Question

A french fry stand at the fair serves their fries in paper cones. The cones have a radius of 22 inches and a height of 66 inches. It is a challenge to fill the narrow cones with their long fries. They want to use new cones that have the same volume as their existing cones but a larger radius of 44 inches.
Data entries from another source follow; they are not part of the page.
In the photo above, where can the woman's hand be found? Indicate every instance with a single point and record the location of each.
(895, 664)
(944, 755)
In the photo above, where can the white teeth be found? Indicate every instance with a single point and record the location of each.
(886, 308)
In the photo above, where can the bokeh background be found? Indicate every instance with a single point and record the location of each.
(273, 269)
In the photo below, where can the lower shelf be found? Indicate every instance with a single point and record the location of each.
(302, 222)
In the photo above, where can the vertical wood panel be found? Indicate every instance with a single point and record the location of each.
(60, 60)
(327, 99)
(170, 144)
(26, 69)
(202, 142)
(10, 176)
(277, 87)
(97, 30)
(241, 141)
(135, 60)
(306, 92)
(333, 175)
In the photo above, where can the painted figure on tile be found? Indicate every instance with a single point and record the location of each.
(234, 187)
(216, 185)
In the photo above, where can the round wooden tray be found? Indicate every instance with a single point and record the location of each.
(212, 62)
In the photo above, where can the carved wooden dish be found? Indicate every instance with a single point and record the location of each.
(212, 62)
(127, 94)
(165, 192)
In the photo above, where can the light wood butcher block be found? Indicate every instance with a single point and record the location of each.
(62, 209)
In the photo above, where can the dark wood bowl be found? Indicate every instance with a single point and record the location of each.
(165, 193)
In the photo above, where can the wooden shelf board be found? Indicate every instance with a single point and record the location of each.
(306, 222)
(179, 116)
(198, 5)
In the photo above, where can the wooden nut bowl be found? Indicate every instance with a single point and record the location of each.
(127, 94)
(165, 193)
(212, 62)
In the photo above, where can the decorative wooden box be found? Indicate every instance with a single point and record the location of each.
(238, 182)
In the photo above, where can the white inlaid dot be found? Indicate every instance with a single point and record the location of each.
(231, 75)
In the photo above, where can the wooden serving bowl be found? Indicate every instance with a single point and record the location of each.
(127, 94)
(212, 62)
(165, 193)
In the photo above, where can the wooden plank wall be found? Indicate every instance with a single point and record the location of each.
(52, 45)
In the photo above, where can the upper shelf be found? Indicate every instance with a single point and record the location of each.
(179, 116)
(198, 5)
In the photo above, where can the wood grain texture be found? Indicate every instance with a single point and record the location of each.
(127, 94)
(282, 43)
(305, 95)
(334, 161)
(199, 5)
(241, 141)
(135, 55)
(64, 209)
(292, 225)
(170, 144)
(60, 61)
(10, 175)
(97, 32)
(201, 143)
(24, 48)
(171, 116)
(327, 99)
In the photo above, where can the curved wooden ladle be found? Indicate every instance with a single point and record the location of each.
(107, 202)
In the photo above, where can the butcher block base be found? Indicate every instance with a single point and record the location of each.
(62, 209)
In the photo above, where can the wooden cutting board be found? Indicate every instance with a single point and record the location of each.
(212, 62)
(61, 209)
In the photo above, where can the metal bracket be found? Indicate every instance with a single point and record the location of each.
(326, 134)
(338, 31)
What will the height of the new cones be?

Answer 1

Answer:

The height of the new cones will be 16.5 inches.

Step-by-step explanation:

We know that,

The volume of a cone is,

$V=\frac{1}{3}\pi r^2 h$

Where, r is the radius of the cone,

h is the height of the cone,

In the original cone,

r = 22 inches,

h = 66 inches,

Thus, the volume would be,

$V_1=\frac{1}{3}\pi (22)^2(66)$

Also, for the new cone,

r = 44 inches,

Let H be the height,

So, the volume of the new cone would be,

$V_2=\frac{1}{3}\pi (44)^2(H)$

According to the question,

$V_2=V_1$

$\implies \frac{1}{3}\pi (44)^2(H)=\frac{1}{3}\pi (22)^2(66)$

$\implies H=\frac{22^2(66)}{44^2}=(\frac{22}{44})^2\times 66 = \frac{66}{4}=16.5$

Hence, the height of the new cones will be 16.5 inches.